As a writer, it’s easy to get caught up in your own genre and not pay attention to what other writers are doing. Don’t ignore books that are completely different from yours! Reading books in a variety of genres will make you a stronger writer. Here are ten specific reasons why:
1: Refuel your word tank.
One of the most reliable practices that can help you become a better writer is to read, read, and keep reading! It doesn’t matter what genre you dig into—any good book that you pick up will have something to teach you about stories and style. Picking up a book in a new genre will give you a fun new way to refuel when it feels like you’re out of words.
2: Remember what it’s like to be a reader.
It’s easy to get into the habit of reading as a writer, not as a reader. While it isn’t a bad thing, reading in your own genre can distract you with how other writers are doing the things you’re trying to do in your own books. When you switch things up and read a different genre, you can take a break from reading like a writer and remember what it’s like to jump into something new.
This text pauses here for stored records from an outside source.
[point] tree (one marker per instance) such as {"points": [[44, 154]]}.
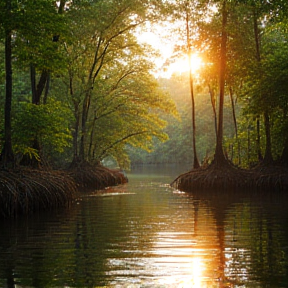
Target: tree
{"points": [[7, 156], [104, 42]]}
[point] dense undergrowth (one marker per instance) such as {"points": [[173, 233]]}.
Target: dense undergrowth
{"points": [[264, 178], [25, 190]]}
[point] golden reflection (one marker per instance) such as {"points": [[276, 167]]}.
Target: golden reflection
{"points": [[195, 281]]}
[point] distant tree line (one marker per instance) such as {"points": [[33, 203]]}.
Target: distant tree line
{"points": [[244, 47], [75, 83]]}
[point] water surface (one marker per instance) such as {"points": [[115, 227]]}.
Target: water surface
{"points": [[146, 234]]}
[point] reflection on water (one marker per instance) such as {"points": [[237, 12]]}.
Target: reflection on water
{"points": [[144, 234]]}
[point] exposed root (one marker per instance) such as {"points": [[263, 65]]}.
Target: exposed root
{"points": [[26, 191], [230, 177], [90, 177]]}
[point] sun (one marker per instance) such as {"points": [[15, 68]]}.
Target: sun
{"points": [[182, 65]]}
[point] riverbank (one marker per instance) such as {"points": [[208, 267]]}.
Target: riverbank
{"points": [[25, 191], [264, 178]]}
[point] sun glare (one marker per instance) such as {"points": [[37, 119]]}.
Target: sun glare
{"points": [[182, 65], [165, 46]]}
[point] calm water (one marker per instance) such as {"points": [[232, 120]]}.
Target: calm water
{"points": [[145, 234]]}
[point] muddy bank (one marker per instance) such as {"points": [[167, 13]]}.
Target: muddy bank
{"points": [[25, 191], [272, 178]]}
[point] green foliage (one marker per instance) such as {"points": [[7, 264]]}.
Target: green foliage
{"points": [[49, 124]]}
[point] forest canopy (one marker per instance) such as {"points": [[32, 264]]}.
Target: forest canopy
{"points": [[77, 82]]}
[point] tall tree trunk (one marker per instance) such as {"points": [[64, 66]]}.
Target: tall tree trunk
{"points": [[219, 154], [195, 158], [7, 156], [213, 102], [268, 158], [284, 156], [85, 112], [258, 140]]}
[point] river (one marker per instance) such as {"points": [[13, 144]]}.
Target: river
{"points": [[147, 234]]}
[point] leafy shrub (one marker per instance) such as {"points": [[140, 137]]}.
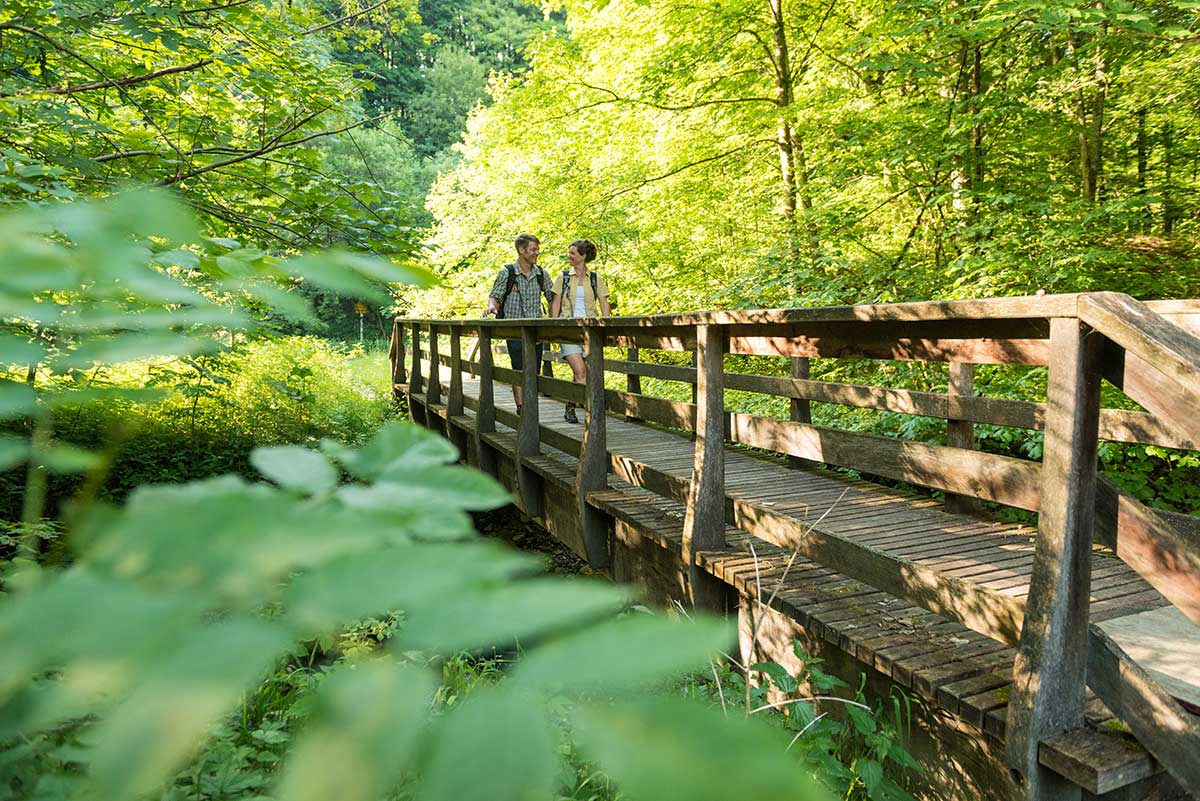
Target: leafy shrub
{"points": [[161, 630]]}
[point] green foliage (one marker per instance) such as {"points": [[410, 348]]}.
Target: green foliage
{"points": [[295, 625], [652, 128], [225, 102], [162, 632], [857, 751], [88, 285]]}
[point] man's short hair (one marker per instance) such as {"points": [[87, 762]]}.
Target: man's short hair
{"points": [[526, 240]]}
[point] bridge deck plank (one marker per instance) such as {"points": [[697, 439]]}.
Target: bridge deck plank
{"points": [[949, 664]]}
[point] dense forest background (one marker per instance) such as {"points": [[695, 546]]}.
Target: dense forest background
{"points": [[751, 152], [767, 152], [315, 155]]}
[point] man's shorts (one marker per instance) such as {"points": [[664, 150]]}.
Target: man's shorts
{"points": [[516, 353]]}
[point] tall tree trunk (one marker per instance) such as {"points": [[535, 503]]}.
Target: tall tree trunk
{"points": [[1143, 152], [1090, 114], [977, 155], [1168, 196], [783, 71]]}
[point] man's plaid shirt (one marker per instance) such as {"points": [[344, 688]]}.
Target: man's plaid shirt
{"points": [[525, 299]]}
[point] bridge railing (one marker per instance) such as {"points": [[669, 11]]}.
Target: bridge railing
{"points": [[1150, 350]]}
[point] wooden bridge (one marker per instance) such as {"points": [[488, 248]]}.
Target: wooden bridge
{"points": [[1054, 663]]}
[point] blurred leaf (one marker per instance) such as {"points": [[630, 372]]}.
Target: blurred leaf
{"points": [[13, 451], [357, 275], [508, 613], [19, 350], [147, 738], [16, 399], [871, 772], [624, 652], [130, 347], [396, 441], [455, 486], [394, 578], [665, 750], [66, 459], [367, 720], [295, 468], [288, 303], [513, 730]]}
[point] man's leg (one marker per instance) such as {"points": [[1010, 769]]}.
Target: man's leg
{"points": [[516, 357]]}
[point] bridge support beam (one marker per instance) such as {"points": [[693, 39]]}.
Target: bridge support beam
{"points": [[454, 396], [485, 419], [703, 528], [433, 384], [529, 427], [1049, 675], [593, 473], [415, 409], [960, 433]]}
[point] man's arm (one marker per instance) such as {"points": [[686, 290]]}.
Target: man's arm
{"points": [[604, 299], [493, 297], [556, 297]]}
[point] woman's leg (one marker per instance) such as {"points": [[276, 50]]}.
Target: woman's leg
{"points": [[576, 362], [580, 374]]}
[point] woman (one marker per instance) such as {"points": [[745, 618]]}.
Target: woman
{"points": [[588, 297]]}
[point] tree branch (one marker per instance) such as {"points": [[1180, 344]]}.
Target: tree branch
{"points": [[127, 82], [82, 59], [682, 168], [271, 146], [346, 18]]}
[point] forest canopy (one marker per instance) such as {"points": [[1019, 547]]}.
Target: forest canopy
{"points": [[774, 152]]}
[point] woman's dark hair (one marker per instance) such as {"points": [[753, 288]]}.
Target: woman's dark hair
{"points": [[586, 248]]}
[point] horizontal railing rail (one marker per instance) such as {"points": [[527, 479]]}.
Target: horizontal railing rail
{"points": [[1149, 350]]}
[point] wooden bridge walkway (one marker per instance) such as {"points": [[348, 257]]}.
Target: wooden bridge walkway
{"points": [[1027, 644]]}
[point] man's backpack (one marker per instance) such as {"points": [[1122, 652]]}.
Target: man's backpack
{"points": [[567, 289], [513, 284]]}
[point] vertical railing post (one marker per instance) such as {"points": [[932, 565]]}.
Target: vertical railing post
{"points": [[695, 387], [485, 417], [801, 409], [397, 357], [454, 397], [703, 528], [633, 381], [433, 385], [960, 433], [415, 409], [529, 427], [1050, 669], [593, 473]]}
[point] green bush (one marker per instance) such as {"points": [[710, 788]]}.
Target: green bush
{"points": [[208, 411]]}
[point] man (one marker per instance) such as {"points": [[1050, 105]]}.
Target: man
{"points": [[517, 293]]}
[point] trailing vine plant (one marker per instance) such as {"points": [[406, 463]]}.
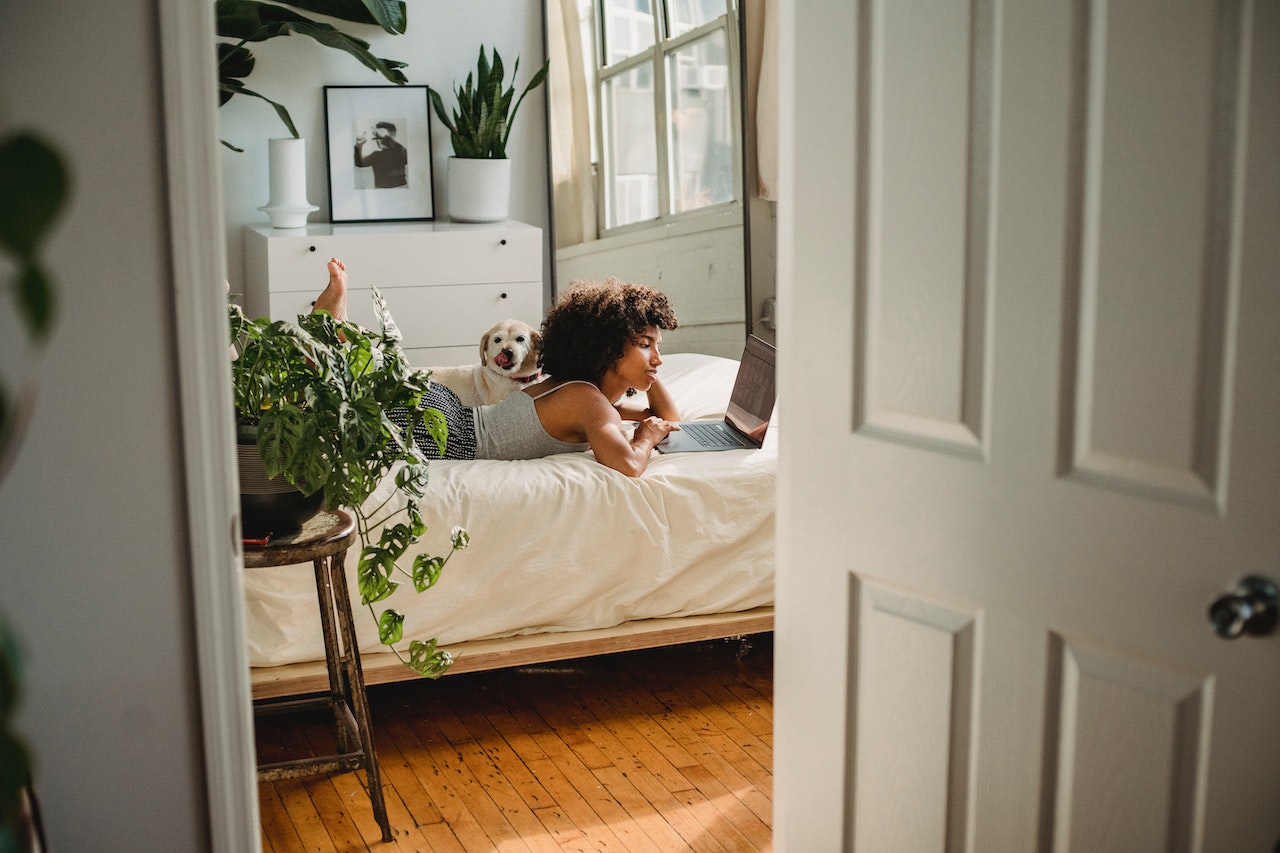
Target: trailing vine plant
{"points": [[319, 391]]}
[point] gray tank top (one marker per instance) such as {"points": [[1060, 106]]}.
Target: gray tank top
{"points": [[511, 429]]}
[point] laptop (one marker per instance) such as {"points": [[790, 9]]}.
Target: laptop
{"points": [[749, 409]]}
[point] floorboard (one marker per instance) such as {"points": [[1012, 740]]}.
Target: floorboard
{"points": [[653, 751]]}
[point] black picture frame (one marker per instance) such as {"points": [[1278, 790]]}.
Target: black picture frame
{"points": [[389, 128]]}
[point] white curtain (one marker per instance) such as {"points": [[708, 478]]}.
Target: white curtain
{"points": [[767, 101], [572, 185]]}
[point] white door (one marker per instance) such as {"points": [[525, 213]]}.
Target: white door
{"points": [[1029, 277]]}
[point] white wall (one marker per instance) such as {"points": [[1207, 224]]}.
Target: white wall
{"points": [[440, 45], [94, 573]]}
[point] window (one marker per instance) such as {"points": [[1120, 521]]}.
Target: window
{"points": [[667, 141]]}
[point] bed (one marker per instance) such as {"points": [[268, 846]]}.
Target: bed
{"points": [[567, 559]]}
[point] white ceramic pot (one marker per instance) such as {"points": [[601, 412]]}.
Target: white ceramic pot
{"points": [[288, 205], [479, 190]]}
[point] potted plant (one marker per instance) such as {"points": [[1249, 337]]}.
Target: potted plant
{"points": [[315, 395], [479, 176]]}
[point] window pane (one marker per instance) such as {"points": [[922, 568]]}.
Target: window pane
{"points": [[630, 147], [690, 14], [627, 28], [702, 132]]}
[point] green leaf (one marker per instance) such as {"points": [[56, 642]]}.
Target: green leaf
{"points": [[371, 576], [480, 124], [391, 626], [426, 660], [396, 539], [229, 87], [35, 185], [388, 14], [426, 571], [435, 427]]}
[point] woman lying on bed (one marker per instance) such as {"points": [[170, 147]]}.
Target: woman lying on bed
{"points": [[600, 345]]}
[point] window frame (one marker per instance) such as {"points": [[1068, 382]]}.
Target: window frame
{"points": [[657, 56]]}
3: Discover a new favorite genre.
Reading new genres exposes you to settings and styles you didn’t know you were going to love. If all you ever read or write is science fiction, how are you ever supposed to find out that you actually enjoy historical fiction just as much? When you fall in love with another genre, you might even wind up with something new to write, not just something new to read.
4: See more clearly what you love about your current genre.
Different genres tend to favor different purposes, ideas, and themes. The more you read, the more you’ll be able to pick up on which ideas are showing up in which genres. There’s something out there for everyone, and reading more helps you see what you’re drawn to. If you didn’t know before what it was you loved about your genre, you’ll have a clearer idea once you’ve compared it to others.
5: Recognize stereotypes in your genre.
If all you ever read and write is a single genre, how are you supposed to know if you’re stuck with a generic pool of characters, plots, and conflicts? You might be following stereotypes in your content or style without realizing it. Don’t limit your understanding of writing! Reading more widely gives you more context, not just for the good things in your genre but also for the bad ones.
6: Understand new story elements.
Each genre has its strengths and specialties, and the more you read, the more of those specialties you’ll understand. That will strengthen your ability to use other elements in your writing. If you want the flexibility to include mystery elements in your romance novel or romance elements in your fantasy novel, why not learn from the pros? Let their genres teach you how to use new tools.
7: Deepen your characters.
Every genre has characters that repeatedly show up to fill the roles its stories need. When you read multiple genres, you’ll recognize more of the standard roles. More importantly, though, you’ll also begin to see which characters rise above the stereotypes. Strive to read and write characters who behave as believable people, no matter what setting or conflict they’re facing.
8: Listen to different voices.
There are a lot of unique, strong writing voices out there, but you won’t hear them all if you limit your reading. Pay attention to which voices are receiving praise in other genres, and read those books. You will be surprised and refreshed by the new things you learn about writing. Listening to a good variety of voices will help you clarify and strengthen your own, no matter how long you’ve been writing.
9: Challenge your prejudices.
Writers in almost every genre love to hate on writers of certain other genres. Are you convinced that your historical fiction outshines trashy romances? Are your intellectual sci-fi novels leaps and bounds above the Star Trek spinoff series? Look again—the worst of a genre doesn’t necessarily define the rest of its companions. I’m going to take this even farther and point out that genre writers can learn a lot about characters and themes from literary writers, and literary writers have a lot to learn about story from genre writers. Don’t be a snob.
10: Enjoy a good story.
If you’re a writer, it’s almost certainly because you love books. Why else would you put yourself through the hard work of writing and revising your stories to share with other people? Not all of the reading you do has to be related to your work, and you shouldn’t forget the love that led you to become a writer. As you read books in other genres, you’re going to find some really excellent stories. Enjoy them for their own sake—and for yours.